Dor Energy: A national network of gas stations and Super Alonit convenience stores in Israel, controlling also Blue Square, Israel's third largest supermarket chain.

===Industry===
AFI Industries: Africa Israel holds a major interest in AFI Industries (formerly Packer Plada), Israel’s largest steel company and Negev Ceramics, the country’s leading company in design and manufacture of building and interior design ceramic products. AFI Industries is also active in Russia and intends to expand its activities to additional countries.

===Tourism and leisure===
Africa Israel Hotels holds the Crowne Plaza and Holiday Inn franchise in Israel, operates 10 hotels in Israel (2,250 rooms) a Spa Hotel in Kislovodsk, Russia (400 rooms), a hotel in Germany, and 3 hotels in Bucharest, Romania, and is expanding its operations in Europe.

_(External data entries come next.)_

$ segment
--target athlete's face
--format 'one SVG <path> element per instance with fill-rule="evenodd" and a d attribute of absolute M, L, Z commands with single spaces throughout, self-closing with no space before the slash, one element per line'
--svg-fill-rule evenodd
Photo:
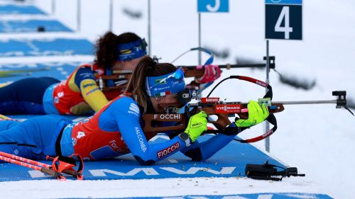
<path fill-rule="evenodd" d="M 166 103 L 179 103 L 178 101 L 178 95 L 168 95 L 159 98 L 151 97 L 151 101 L 152 102 L 153 108 L 156 113 L 164 113 L 164 108 L 162 105 Z"/>

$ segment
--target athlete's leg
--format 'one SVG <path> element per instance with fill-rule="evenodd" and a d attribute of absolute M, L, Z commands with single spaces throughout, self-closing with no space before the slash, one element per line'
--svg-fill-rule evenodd
<path fill-rule="evenodd" d="M 0 132 L 0 151 L 32 159 L 55 156 L 59 132 L 70 122 L 49 115 L 26 120 Z"/>
<path fill-rule="evenodd" d="M 6 130 L 16 126 L 20 122 L 13 120 L 0 120 L 0 131 Z"/>
<path fill-rule="evenodd" d="M 26 78 L 0 88 L 0 113 L 45 114 L 44 92 L 58 82 L 51 77 Z"/>

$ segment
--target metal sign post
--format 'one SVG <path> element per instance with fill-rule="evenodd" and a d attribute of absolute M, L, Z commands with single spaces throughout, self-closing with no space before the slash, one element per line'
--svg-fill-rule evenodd
<path fill-rule="evenodd" d="M 201 47 L 201 13 L 227 13 L 229 11 L 229 0 L 197 0 L 199 47 Z M 198 52 L 199 64 L 202 63 L 202 52 Z"/>
<path fill-rule="evenodd" d="M 266 83 L 269 84 L 270 57 L 268 39 L 302 40 L 302 0 L 265 0 L 265 38 L 266 39 Z M 266 121 L 266 130 L 270 128 Z M 270 152 L 270 137 L 265 140 Z"/>
<path fill-rule="evenodd" d="M 81 1 L 80 0 L 77 0 L 77 32 L 80 32 L 80 17 L 81 17 Z"/>
<path fill-rule="evenodd" d="M 151 38 L 151 0 L 148 0 L 148 55 L 151 57 L 152 40 Z"/>
<path fill-rule="evenodd" d="M 55 0 L 52 0 L 52 15 L 55 13 Z"/>

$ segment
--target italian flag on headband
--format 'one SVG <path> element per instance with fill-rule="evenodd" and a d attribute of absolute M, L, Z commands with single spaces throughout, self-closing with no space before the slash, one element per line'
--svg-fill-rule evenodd
<path fill-rule="evenodd" d="M 167 91 L 165 92 L 155 93 L 155 97 L 161 97 L 161 96 L 168 96 L 168 95 L 171 95 L 170 91 Z"/>

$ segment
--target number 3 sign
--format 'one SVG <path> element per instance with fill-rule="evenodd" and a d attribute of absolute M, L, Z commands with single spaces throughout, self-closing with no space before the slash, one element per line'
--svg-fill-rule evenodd
<path fill-rule="evenodd" d="M 302 1 L 265 1 L 265 38 L 302 40 Z"/>
<path fill-rule="evenodd" d="M 227 13 L 229 0 L 197 0 L 197 12 Z"/>

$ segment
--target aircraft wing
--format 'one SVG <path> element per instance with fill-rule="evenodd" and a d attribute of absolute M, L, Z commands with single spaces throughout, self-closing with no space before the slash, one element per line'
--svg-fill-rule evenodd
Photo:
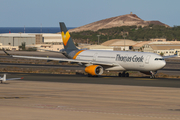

It also holds and operates an amusement park in Eilat, Israel.

===Fashion===
The company's fashion Brands include Gottex, Gideon Oberson, Christina (Canada) and other beachwear international brands, and the Zara and Pull & Bear franchises in Israel.

Lev Leviev and the Africa-Israel Group acquired Gottex in 1997, from its founder and chief designer Lea Gottlieb. After about a year heading the design team, Gottlieb left the company.

===Communications and media===
The company has a controlling stake in Tadiran Telecom which develops telecom solutions and in Channel 9 (Israel), a TV station serving Russian speakers.

==Recent disposals==
- In June 2009, Africa Israel Group sold its 50 percent stake in the Gottex swimwear firm to its joint venture partners for 44 million shekel (US$11.3 million).
- In March 2009, Africa Israel Properties sold its stakes in two shopping centres in the Tel Aviv area to Melisron Ltd , a company controlled by the Ofer Brothers Group.